In the post in Tunis since 2015 but rather discreet, one of his last noteworthy successes was the support of the partnership in the spatial industry between the two countries. One of the highlights of this project was the launch, in March 2021, of Challenge One, the first Tunisian satellite, from the Russia spaceport of Baikonour.
The profile of his substitute, Aleksander Zolotov, seems much more fit to the rapprochement work with Kaïs Saïed’s government. Arabic-speaking and real connoisseur of the Maghreb, and ambassador of the Russian Federation in Algeria between 2011 and 2017, he has been multiplying actions of a new symbolic scale since the beginning of his term. Case in point, the opening of a memorial for Russian soldiers who fought in the First World War in Menzel-Bourguiba in north Tunisia last March - the only one of its kind in North Africa.
The Kremlin’s media offensive
Just like in the Sahel or in Central Africa, Russia can mainly count on its communication strategy to make its voice heard in Tunisia. For example, in the last few weeks, the Kremlin’s main news agency, Sputnik, has multiplied the publications referencing, more or less directly, Tunisia.
“Maybe the news in Tunisia play in this sense,” says Kamal Louadj, journalist and Russian-Algerian correspondent for the agency for almost seven years. For the past year, he has devoted himself to Sputnik Africa, the French-language version of the website. Previously aimed at French and Belgian audiences, the agency was banned from broadcasting in Europe at the beginning of the war in Ukraine and chose to realign its content towards French-speaking African readers, according to Kamal Louadj.
Sputnik Africa also targets the West explicitly in its publications. In an interview published on April 13, a former officer of the Tunisian National Guard described NATO’s military support to Ukraine as a “nightmare for Africa.”
Not ready to make way for Russia
For now, the complete shift of Tunisia towards Russia seems complicated. First, from a financial standpoint. In terms of bilateral loans, France ($2.6 billion) and Saudi Arabia ($2 billion) are by far Tunisia’s main partners.

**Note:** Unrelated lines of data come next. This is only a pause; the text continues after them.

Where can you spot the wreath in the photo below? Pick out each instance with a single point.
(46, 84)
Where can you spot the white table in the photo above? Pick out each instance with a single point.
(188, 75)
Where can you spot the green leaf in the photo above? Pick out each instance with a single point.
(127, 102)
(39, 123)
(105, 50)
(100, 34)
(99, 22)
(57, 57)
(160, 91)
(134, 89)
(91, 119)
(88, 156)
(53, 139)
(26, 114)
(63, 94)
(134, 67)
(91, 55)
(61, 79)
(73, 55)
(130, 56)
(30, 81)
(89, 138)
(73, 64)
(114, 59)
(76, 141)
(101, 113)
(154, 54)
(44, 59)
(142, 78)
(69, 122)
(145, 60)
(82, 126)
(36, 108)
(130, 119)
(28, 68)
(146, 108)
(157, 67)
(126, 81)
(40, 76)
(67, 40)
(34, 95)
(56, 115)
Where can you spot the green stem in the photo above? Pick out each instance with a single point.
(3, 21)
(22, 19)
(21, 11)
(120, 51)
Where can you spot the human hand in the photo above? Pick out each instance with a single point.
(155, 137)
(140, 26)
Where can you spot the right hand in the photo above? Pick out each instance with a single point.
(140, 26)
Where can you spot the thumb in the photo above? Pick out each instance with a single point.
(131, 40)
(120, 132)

As the Head of State’s priority is to find new lenders, the Russian war economy seems much unable to offer a viable alternative. “It’s enough to see the Russian GDP,” says Slim Laghmani.

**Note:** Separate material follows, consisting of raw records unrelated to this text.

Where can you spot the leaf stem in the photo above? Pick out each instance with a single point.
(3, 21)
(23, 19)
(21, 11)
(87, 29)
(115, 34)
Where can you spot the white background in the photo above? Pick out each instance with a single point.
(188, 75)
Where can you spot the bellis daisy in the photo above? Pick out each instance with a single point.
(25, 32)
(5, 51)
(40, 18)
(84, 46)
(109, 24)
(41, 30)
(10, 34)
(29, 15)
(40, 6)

Chinese presence in Africa has been identified as a threat by the U.S. for several years.
The alternative to the West may come from China, much more active than Moscow in Africa’s financial sector, and already present in Tunisia for a few years. Recently, Beijing positioned itself as a direct rival to Tunisia’s Western partners. Following the European Parliament’s resolution, the Chinese ambassador to Tunisia spoke out against any form of “interference” in the country, echoing Kaïs Saïed’s words. Chinese presence in Africa has also been identified as a threat by the U.S. for several years.
However, even if Tunisia were to find new partners outside the Western camp, the cooperation on other sovereign issues would remain more than uncertain. Supported by Emmanuel Macron and Giorgia Meloni on border security, Kaïs Saïed has no qualms about accepting their help. As for defense issues, the U.S. remains the main partner of the Tunisian armed forces.

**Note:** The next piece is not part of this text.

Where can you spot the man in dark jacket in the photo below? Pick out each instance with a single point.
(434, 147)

The only cloud on the horizon is the planned reduction in the aid program to secure the country’s borders, in a context of tensions with Kaïs Saïed’s government. Yet, it is precisely by deconstructing its position as an essential defense partner that the U.S. could potentially open the field to other players. “Nature abhors a vacuum,” says Slim Laghmani. But the legal expert explains, however, that despite the erosion of its partnership with Tunisia, “the Americans are not ready to make way for Russia” in the country. For now.